The attendees themselves were also the target of Dr Scott. Apparently unaware of the existence of the nine regulatory health care bodies in the UK including Chiropractic and Osteopathy, Dr Scott is on record as saying that he, “didn’t consider Chiropractors or Osteopaths as professional,” that they were “unregulated” and that, “…we see the adverse effects of that practice. Torn ligaments. They do things we have to put right.” Only HPC practitioners (including dieticians and art therapists) registered in the UK are acceptable to attend dissection classes as far as he is concerned . He even expressed incredulity that a nurse practitioner should attend a class on the thorax, heart and lungs, in spite of her being a regulated health professional.

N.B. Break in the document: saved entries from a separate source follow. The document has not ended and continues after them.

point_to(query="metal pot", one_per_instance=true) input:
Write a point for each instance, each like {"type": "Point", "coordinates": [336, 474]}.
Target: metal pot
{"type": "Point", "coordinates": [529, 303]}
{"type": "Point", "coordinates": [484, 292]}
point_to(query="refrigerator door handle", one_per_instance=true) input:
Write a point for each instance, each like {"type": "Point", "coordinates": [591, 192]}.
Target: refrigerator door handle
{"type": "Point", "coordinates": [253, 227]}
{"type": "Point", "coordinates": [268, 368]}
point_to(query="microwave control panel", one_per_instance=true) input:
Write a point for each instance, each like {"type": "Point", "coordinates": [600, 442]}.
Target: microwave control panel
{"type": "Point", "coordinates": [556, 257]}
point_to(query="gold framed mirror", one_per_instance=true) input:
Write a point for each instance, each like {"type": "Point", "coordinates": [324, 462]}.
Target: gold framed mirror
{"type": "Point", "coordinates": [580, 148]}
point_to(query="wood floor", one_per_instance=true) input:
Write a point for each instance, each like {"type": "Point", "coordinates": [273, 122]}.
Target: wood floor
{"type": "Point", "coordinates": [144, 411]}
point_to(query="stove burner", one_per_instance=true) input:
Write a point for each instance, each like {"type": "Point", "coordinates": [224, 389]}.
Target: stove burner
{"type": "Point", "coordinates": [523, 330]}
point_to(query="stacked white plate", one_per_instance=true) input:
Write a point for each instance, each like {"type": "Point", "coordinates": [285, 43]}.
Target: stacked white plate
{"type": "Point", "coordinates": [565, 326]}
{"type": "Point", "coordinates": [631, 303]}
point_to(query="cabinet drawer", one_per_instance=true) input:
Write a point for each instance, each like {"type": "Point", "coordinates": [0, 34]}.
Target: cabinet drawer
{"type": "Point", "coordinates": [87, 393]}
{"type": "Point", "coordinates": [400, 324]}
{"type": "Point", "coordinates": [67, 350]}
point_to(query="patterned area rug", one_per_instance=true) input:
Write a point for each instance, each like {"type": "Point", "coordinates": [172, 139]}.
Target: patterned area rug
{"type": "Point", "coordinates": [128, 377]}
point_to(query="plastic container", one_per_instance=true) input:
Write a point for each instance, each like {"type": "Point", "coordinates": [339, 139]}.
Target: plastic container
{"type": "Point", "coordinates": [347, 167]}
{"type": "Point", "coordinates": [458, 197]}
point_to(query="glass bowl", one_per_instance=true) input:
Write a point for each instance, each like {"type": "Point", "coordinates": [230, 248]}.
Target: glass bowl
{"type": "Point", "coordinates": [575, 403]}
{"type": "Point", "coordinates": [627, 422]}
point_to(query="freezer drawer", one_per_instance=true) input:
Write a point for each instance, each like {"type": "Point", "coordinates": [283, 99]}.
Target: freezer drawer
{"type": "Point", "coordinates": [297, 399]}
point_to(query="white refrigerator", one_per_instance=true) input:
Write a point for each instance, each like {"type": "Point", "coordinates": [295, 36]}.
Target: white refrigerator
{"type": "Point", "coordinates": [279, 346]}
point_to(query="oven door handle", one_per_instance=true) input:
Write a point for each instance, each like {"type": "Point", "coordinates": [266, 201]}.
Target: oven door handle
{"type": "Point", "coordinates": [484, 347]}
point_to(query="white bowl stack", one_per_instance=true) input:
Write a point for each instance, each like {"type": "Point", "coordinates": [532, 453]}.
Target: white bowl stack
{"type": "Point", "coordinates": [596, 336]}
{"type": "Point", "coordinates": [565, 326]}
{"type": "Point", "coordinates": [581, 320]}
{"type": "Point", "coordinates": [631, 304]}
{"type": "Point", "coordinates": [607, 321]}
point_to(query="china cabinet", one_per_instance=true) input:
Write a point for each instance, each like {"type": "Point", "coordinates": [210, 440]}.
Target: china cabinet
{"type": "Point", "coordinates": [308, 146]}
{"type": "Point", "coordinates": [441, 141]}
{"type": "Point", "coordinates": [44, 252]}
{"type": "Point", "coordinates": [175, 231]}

Holding up scientific progress and important medical research and preventing inward investment and income for the NHS, while at the same time making poorly judged and incorrect comments about regulated health professionals is not something you would expect from someone holding a position of major responsibility. With power comes responsibility. Decisions which affect the future of medical endeavours should not be made without due consideration to evidence and fabrication and hyperbole are not a basis for sound decision making.
What this highlights is the distance between the regulation and enforcement of the Human Tissue Act and those who use their ‘discretion’ to prevent wider engagement for reasons that are in Dr Scott’s case, unclear or unsound. Perhaps the time has come for a debate about how best to control access to those who sincerely wish to study and understand anatomy and human movement, but who are not registered health professionals.
The Human Tissue Act places no restrictions in terms of access, but simply asks that appropriate permissions have been given by donors. The interest in anatomy and the study of the human form is growing. Thousands of practitioners all over the world are taking care of the aches, pains and problems of populations. Without them the UK’s NHS would implode. They should be taught properly and fully and have access to good study material, including dissection classes. Far from being a drain on NHS resources, classes such as we offer, bring income to otherwise under or even unused facilities as well as providing research opportunities to advance the understanding of the human form.
Everyone entering a dissection room should be (and in our case is) carefully vetted and strict guidelines put in place. Institutions and operators can and should collaborate to ensure that respect and diligence is applied when dealing with cadaveric material. But putting up a wall, creating an ‘us and them’ environment does not help.
Dr Scott is of course welcome to comment and engage in discussion at any stage and I would be delighted to debate both his actions and understanding of the wider issues at stake.